Interpretive Summary: The white-tailed is an important secondary host for Rhipicephalus (Boophilus) annulatus and R. microplus. The deer are important in the Cattle Fever Tick Eradication Program in South Texas because they sustain and disseminate R. microplus and R. annulatus. Whether or not the white-tailed deer are also able to serve as hosts for the agents of Texas fever (Babesia bigemina and Bab. bovis) is an important epidemiological question. In a study done in the states of Nuevo Leon and Tamaulipas in Mexico, blood samples of wild white-tailed deer were collected and analyzed for the presence of antibodies against the bovine Babesia species. Additionally, blood samples from some of the deer were analyzed by a polymerase chain reaction (PCR) method that can detect the DNA of Bab. bovis and Bab. bigemina. Antibodies of both Babesia species were detected in some of the deer and DNA of both species of Babesia was discovered in several deer. It is predictable that ticks infected with Babesia would be present in an area where Texas fever is established and that the infective life stages of the Babesia would be injected along with tick saliva during the feeding of ticks. Antibodies and DNA specific for Texas fever are evidence that deer were exposed to the parasites, but are not evidence that the white-tailed deer is a competent host for either Bab. bovis or Bab. bigemina.

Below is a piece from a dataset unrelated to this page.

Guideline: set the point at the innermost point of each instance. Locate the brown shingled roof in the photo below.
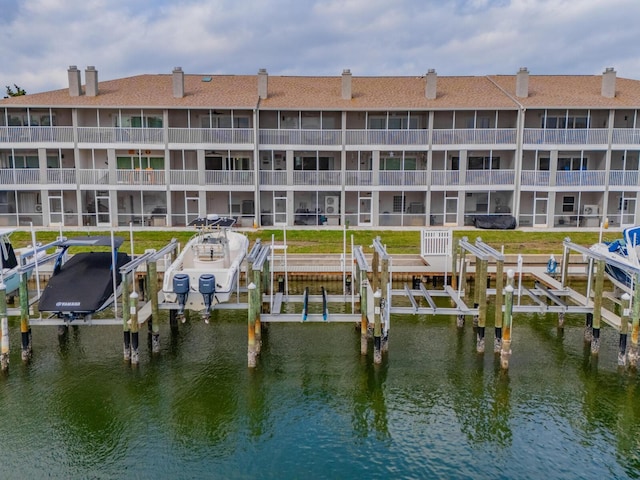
(389, 93)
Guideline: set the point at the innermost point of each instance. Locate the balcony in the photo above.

Technical Abstract: The suitability of white-tailed deer (Odocoileus virginianus) as hosts for the cattle ticks Rhipicephalus (Boophilus) microplus and Rhipicephalus (Boophilus) annulatus, has been well documented. These ticks have a wide host range, and both transmit Babesia bovis and Babesia bigemina, the agents responsible for bovine babesiosis. Although this disease and its vectors have been eradicated from the United States and some states in northern Mexico, it still is a problem in other Mexican states. It is not known if wild cervids like white-tailed deer can act as reservoirs for bovine babesiosis. The purpose of this study was to determine if B. bovis and B. bigemina or antibodies against them occur in white-tailed deer in the states of Nuevo Leon and Tamaulipas, Mexico. Twenty blood samples from white-tailed deer from two ranches were collected and tested with a nested polymerase chain reaction (nested PCR) and indirect immunofluorescence antibody test (IFAT) for B. bovis and B. bigemina. Eleven samples were positive for B. bigemina and four for B. bovis by nested PCR; amplicon sequences were identical to those reported in GenBank for B. bovis (Rap 1) and B. bigemina. Results of the IFA test showed the presence of specific antibodies in serum samples. This is the first report of the presence of B. bovis and B. bigemina in white-tailed deer using these techniques and underscores the importance of cervids as possible reservoirs for bovine babesiosis.